1. Introduction
Nowadays, rapid development has been achieved in modern wireless communication technology and the electronic equipment has been applied widely, which does improve the convenience of our life. However, electromagnetic radiation has become an inevitable by-product[1,2] which not only causes the leakage of important information[3], but also harms human health[4,5]. In order to reduce electromagnetic radiation in the environment, wave-absorbing materials have been widely used in construction[6], and cement-based materials, as common building materials, have good environmental adaptability, low cost, and easy availability[7]. Foam concrete, as a kind of cement-based material with rich pores inside, is often used for building partitions and roof systems[8]. If absorbents are added in it, it can make buildings have functions of thermal insulation, fire protection and electromagnetic wave
absorption.
According to transmission line theory, effective impedance matching is a prerequisite for materials to absorb electromagnetic waves[9]. Traditional cement-based materials have a dense structure and poor impedance matching, making it difficult for electromagnetic waves to enter[10]. With low density and low dielectric constant, porous materials such as expanded polystyrene[11,12], hollow glass beads[13], and expanded perlite[14,15] are often incorporated into cement-based materials to improve impedance matching with free space[16,17]. However, foam concrete itself can extend the transmission length of incident waves and simplify the preparation process. The increase in the number of electromagnetic wave reflection, scattering, and interference also strengths the loss of electromagnetic wave energy[18].
Furthermore, the dielectric effect and magnetic loss effect of absorbents are key factors affecting the absorption performance of electromagnetic waves[19,20]. In terms of loss mechanism, the absorbents added to cement-based materials can be divided into magnetic media type[21,22], resistive type[23,24], dielectric type, and novel materials combining various loss methods[25,26]. As the resistive absorbent, graphite and carbon fiber can attenuate and absorb electromagnetic waves through the electronic polarization or interface polarization of the medium, and the cost is low and the conductivity and alkali resistance are excellent[27]. Xin et al.[28] incorporated graphite into foam concrete to study the effects of graphite content, foaming agent content, surface roughness, and age and moisture content of the specimen on electromagnetic wave absorption performance. The results show that when 15wt.% graphite is added, the percolation threshold is reached. When it exceeds 15wt.%, the reflectivity of electromagnetic waves is greatly increased but the porosity and compressive strength are reduced. Shi et al.[29] combined iron powder and graphite with MnZn ferritic cement-based materials. The research shows that adding graphite can decrease the minimal reflection loss of gelled composites, and the mechanical strength can meet the requirements of most construction applications. Wang et al.[30] mixed graphite and carbon fiber into cement, and the maximum absorption peak (with the reflectivity of -5.67 dB) appeared in the 12.5-18 GHz frequency range. Numerical simulations were conducted using ANSYS to verify the experimental conclusions.
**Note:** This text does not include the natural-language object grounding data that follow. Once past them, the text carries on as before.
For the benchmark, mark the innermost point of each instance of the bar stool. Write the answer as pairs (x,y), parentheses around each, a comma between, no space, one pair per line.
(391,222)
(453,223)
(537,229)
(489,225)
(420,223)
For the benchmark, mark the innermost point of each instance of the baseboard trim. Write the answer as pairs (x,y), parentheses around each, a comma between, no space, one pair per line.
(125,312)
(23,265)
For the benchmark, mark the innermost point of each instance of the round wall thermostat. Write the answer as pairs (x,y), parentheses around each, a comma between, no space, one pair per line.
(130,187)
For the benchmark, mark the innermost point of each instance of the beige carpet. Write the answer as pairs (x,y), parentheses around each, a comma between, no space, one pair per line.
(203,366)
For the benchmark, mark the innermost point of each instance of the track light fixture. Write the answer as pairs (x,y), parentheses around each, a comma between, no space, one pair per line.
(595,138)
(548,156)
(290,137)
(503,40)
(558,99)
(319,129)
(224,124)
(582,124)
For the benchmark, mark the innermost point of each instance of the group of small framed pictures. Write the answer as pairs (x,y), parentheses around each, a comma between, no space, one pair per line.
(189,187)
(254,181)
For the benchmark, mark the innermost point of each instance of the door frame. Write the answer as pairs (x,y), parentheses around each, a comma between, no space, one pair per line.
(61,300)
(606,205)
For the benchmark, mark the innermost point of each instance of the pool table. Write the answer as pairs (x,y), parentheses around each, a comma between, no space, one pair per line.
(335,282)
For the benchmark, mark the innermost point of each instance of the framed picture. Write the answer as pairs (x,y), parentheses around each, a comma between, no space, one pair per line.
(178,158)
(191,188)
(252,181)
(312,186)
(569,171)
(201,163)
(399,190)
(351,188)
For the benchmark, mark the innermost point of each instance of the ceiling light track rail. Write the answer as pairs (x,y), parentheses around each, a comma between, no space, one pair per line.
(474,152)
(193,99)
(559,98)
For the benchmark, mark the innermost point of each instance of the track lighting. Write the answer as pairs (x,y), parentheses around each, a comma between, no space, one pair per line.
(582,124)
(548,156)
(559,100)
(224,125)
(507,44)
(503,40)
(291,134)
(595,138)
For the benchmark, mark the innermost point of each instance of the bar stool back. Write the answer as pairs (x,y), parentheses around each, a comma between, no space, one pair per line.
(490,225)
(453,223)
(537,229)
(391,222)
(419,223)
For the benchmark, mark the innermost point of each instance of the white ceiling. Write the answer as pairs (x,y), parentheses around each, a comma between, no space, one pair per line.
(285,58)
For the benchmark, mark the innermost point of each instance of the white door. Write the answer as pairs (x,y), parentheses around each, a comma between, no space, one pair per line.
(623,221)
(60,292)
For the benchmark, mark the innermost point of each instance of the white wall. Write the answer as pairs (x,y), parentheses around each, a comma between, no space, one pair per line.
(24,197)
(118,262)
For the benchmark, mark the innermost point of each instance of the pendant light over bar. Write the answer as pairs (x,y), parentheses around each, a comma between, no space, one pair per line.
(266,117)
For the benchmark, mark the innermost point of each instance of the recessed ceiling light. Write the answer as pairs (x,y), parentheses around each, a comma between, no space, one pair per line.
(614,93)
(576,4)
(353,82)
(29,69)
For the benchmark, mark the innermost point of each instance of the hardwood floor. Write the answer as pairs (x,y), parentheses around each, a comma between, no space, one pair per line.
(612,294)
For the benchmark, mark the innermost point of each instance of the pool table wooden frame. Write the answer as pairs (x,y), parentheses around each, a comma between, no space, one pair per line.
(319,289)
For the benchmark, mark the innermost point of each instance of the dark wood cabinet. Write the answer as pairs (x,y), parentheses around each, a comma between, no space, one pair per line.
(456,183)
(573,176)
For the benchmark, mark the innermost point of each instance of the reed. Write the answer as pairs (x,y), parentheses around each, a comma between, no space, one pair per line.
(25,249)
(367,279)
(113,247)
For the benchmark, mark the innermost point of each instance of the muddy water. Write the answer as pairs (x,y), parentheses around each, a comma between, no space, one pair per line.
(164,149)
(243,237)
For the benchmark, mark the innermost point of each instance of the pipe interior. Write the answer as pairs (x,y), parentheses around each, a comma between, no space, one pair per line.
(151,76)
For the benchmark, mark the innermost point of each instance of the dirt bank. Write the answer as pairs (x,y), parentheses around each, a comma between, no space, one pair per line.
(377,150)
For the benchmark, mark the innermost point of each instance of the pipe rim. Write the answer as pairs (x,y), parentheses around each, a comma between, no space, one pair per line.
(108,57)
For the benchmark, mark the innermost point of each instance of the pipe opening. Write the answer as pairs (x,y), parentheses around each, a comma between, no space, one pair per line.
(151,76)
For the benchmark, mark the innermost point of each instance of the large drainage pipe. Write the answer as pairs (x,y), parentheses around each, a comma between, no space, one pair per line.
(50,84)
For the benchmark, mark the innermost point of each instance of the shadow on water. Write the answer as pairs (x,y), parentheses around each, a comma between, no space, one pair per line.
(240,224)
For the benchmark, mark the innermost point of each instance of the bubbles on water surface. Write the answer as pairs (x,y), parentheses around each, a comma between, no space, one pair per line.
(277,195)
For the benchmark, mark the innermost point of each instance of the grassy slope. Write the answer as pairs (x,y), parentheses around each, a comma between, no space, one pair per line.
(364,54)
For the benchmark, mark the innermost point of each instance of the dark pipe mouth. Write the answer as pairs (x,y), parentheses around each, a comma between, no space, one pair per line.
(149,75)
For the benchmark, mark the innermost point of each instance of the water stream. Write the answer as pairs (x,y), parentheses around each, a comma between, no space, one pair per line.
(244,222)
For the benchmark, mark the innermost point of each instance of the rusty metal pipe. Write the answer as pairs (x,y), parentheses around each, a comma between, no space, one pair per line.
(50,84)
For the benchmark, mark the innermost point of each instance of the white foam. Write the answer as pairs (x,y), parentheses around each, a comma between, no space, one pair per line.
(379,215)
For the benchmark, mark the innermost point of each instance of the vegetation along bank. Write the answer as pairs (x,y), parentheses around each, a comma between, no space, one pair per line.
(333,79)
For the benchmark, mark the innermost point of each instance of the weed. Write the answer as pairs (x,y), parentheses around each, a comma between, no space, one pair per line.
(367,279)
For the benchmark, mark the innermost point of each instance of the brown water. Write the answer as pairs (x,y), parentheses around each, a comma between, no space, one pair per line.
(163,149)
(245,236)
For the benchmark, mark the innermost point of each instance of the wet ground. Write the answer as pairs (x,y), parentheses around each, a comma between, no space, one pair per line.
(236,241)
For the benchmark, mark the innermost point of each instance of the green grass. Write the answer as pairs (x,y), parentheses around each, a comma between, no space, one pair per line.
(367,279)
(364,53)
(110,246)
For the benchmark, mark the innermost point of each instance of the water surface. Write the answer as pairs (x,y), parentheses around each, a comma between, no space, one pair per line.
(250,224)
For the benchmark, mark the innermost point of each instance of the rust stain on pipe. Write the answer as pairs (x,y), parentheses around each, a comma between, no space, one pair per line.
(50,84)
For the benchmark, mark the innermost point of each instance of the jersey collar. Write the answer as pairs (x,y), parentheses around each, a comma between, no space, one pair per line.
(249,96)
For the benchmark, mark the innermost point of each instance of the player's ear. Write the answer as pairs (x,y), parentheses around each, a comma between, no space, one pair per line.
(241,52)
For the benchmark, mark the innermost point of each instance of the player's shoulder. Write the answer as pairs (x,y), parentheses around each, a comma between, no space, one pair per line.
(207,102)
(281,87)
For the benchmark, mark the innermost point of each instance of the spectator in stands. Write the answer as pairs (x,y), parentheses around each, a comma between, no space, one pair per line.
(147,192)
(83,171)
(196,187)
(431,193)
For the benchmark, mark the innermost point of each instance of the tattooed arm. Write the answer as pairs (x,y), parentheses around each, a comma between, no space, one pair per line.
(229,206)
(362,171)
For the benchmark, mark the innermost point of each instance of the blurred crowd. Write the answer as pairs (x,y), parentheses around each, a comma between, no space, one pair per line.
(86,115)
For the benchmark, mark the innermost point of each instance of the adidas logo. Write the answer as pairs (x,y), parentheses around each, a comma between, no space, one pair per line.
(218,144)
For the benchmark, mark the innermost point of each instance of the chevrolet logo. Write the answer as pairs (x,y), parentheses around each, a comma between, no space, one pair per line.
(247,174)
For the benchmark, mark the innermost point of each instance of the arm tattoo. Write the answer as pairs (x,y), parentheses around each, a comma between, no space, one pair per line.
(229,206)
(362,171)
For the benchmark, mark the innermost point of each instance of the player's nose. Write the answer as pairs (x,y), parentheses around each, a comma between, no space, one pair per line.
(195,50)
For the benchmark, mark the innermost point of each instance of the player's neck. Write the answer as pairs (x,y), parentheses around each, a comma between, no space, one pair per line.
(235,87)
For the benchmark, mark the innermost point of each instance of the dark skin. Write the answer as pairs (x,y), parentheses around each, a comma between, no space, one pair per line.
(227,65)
Currently, there are few studies and applications of foam concrete in the field of absorbing electromagnetic waves[31]. In addition, due to the internal pore structure, the mechanical properties of foam concrete are more susceptible to the influence of absorbing agent, and its absorbing function will be limited in practical engineering due to the defects of the material itself[32].
In this study, foam concrete is used as the matrix, and graphite and carbon fiber are used as admixtures to prepare wave-absorbing foam concrete. The effects of single doped carbon fiber and graphite-carbon fiber compound doping on the mechanical-electro-magnetic properties of foam concrete are clarified. XRD, XCT and SEM tests are performed to analyze the hydration process and microstructure of foam concrete.